You felt it in all those wrong places, a heat that struck outwards to your limbs, even to your toes. You felt the way you don’t feel at all when you are with RJ, in his car, in your empty house. And it would be nothing like it is with him, all tenderness pushed aside. Sometimes you wondered why you don’t, why you can’t feel anything unless you’ve conjured up the image of Miss March with her pout and knowing eyes and rubber boots. And that is nothing really, just a twitch, something to pull you through while you think, how much longer? How much longer? How much longer?

When you see Meredith again, it’s unexpected. You run into her one night while with RJ at Scoops, an ice-cream shop on Chestnut Street. Meredith is working behind the counter, an array of pastel colors and sugar cones running alongside her.

“Hey, guys,” she says and rubs her nose with the back of her hand. Meredith’s eyes hold no specific recognition or memory. Her green stare is dull and flat.

 “Hey, Meredith,” RJ says but you can’t say anything, can’t do anything. She has her hair pulled back and wears dangly silver earrings.

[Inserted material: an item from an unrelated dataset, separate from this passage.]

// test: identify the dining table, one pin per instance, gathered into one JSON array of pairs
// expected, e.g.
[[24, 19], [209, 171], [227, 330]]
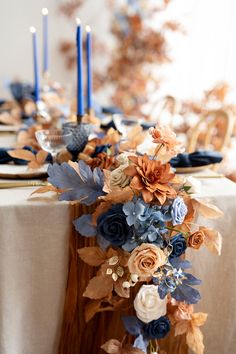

You leave just as Meredith goes on break, and you look back over your shoulder when you cross the street. Meredith with her white apron thrown over her shoulder, slouching on a bench in front of the shop. She takes a drag from her cigarette and stares at the sky edged in red and orange. You want to tell her that the colors are just the result of pollution mixed with ozone. Nothing more, nothing less.

Meredith has no idea of the complexities in preparing for disasters. When you sneak downtown to watch her from across the street, you see exactly what you suspect: Meredith is a sweet slacker who takes too many smoke breaks and scoops out ice cream with a practiced but supremely bored hand. At closing time, she and her co-workers turn the music up loud and make a mess of mopping the floors.

Meredith does not know that the field behind the high school is the highest point in town. You’ve calculated and measured this. This is where both of you should head in case of disaster. She does not have your stockpile of provisions: bottled water, batteries, flashlights, waterproof matches, dehydrated meals. Carbohydrates like pasta are the best. They supply the necessary energy in case you need to drop everything and run.

You want a sinkhole to open up and swallow the high school, a mudslide to bury the upperclassmen’s cars. Just drop everything and run. Put a piece of cloth across your nose and mouth and climb over burning metal to make sure everyone gets out. You go into this danger again and again. Meredith is shivering in the Wagner’s field, while the two of you watch as the blaze of the airplane settles into ashes. You want the bond that survivors of disasters share, something that brands the skin and extends into forever.

“There, there,” you say and run a washcloth along Meredith’s forehead. “You’re burning up.” You hold a cup of melted snow to her lips. A taste like metal and iron. On the beach, you bury the dead in their sea-salt clothes and watch the stars. You name the constellations for Meredith and make up names for the ones you don’t know. Rescue is coming, you tell her. But later, after she is asleep, you think: Rescue us. Rescue us not. Rescue us. Rescue us not.

Meredith wasn’t the natural disaster you could study and chart but something else entirely. Ninety-eight point six degrees, low atmospheric pressure, and hail all around. Because Meredith was inevitable, wasn’t she? The natural disaster, the Act of God you’d been waiting for.